The rule for the admeasurement of damages is correctly set forth in Wallingford v. Tel. Co., 53 S.C. 410,31 S.E., 275. In that case the plaintiff brought an action for damages on account of the failure on the part of the telegraph company to deliver seasonably a message whereby the plaintiffs lost the sale of a lot of mules. Mr. Justice Jones thus *Page 30 states the principle in the admeasurement of damages: "The measure of damages in such case as this, is the difference in the market value of such mules on same terms, at the time the message should have been delivered and the price offered, in case such market value was less than the price offered."
It certainly cannot be successfully contended that the plaintiffs are entitled not only to profits but likewise to the difference in the amount paid for the mules and their market value at the time their cause of action accrued. The law does not allow both measures of damages in one case. We, therefore, conclude that either the rule for the admeasurement of damages laid down in Wallingford v. Tel. Co., 53 S.C. 410,31 S.E., 275, is erroneous or the principle announced in the opinion of Mr. Justice Woods is wrong. The rule stated in Wallingford v. Tel. Co., 53 S.C. 410,31 S.E., 275, should, for a stronger reason, be applied in this case, because the error in transmitting the telegram did not prevent the plaintiffs from becoming the purchasers of the mules, nor deprive them of the opportunity of making whatever profit they saw fit by a resale of the mules. The direct and proximate result of the error in sending the message was to cause the plaintiffs to purchase the mules for which they had to pay a larger sum than they contemplated as the purchase money thereof, and the measure of their damages was the difference in the market value of the mules at the time their right of action accrued and the amount they were compelled to pay by reason of said error. This mode of admeasuring damages is more certain than determining the amount of anticipated profits supposed to have been lost by the error.

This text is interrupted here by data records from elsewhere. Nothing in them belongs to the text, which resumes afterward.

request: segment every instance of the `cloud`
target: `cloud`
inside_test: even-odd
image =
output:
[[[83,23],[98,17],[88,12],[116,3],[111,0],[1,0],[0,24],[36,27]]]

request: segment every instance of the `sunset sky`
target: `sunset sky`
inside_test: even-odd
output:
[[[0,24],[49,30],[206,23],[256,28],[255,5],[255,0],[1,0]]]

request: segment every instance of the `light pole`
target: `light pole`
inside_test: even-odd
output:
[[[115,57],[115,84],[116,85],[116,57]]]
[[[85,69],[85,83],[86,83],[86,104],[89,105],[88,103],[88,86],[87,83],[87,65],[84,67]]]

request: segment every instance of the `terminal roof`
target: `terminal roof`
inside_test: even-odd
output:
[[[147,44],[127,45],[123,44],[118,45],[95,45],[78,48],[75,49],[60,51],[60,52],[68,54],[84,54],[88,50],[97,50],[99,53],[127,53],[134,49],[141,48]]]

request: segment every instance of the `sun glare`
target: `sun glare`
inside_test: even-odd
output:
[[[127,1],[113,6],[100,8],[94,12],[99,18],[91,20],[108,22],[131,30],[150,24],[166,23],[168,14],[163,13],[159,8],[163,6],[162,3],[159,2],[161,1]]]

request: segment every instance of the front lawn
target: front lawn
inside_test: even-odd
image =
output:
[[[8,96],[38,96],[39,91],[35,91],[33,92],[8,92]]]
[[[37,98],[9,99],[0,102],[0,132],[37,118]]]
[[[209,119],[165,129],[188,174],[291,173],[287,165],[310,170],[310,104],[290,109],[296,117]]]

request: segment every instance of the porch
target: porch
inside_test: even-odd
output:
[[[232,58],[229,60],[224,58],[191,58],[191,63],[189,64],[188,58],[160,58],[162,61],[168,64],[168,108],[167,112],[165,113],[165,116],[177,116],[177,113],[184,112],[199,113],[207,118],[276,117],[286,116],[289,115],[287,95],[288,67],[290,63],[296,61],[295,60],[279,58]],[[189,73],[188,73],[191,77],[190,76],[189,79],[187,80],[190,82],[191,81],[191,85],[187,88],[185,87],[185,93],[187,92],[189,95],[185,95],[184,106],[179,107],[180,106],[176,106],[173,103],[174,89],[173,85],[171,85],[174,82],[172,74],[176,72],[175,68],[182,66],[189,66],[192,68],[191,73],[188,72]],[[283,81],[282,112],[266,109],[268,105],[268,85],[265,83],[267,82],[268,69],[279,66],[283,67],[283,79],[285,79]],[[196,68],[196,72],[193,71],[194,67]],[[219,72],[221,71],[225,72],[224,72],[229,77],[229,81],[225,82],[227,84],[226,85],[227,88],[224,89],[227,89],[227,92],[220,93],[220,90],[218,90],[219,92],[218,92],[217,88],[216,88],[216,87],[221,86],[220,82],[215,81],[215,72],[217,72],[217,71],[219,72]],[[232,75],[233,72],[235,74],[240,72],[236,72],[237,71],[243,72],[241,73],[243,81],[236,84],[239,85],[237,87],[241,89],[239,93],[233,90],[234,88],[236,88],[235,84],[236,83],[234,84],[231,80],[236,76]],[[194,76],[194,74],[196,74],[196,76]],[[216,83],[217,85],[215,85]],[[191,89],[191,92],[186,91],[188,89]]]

In 8 Enc. of Law, 611, it is said: "Where the damages may be estimated in more than one way, that mode should be adopted which is most definite and certain."
The quotation which Mr. Justice Woods makes from 27 Enc. of Law, 1069, shows, that when the person affected by an error in the transmission of a message is the purchaser, he is entitled to recover the increase in price which he is obliged to pay in consequence of the error, but it does not *Page 31 sustain the doctrine that the purchaser has the right to recover lost profits.
As I think the judgment of the Circuit Court should be reversed, I dissent from the opinion of Mr. Justice Woods.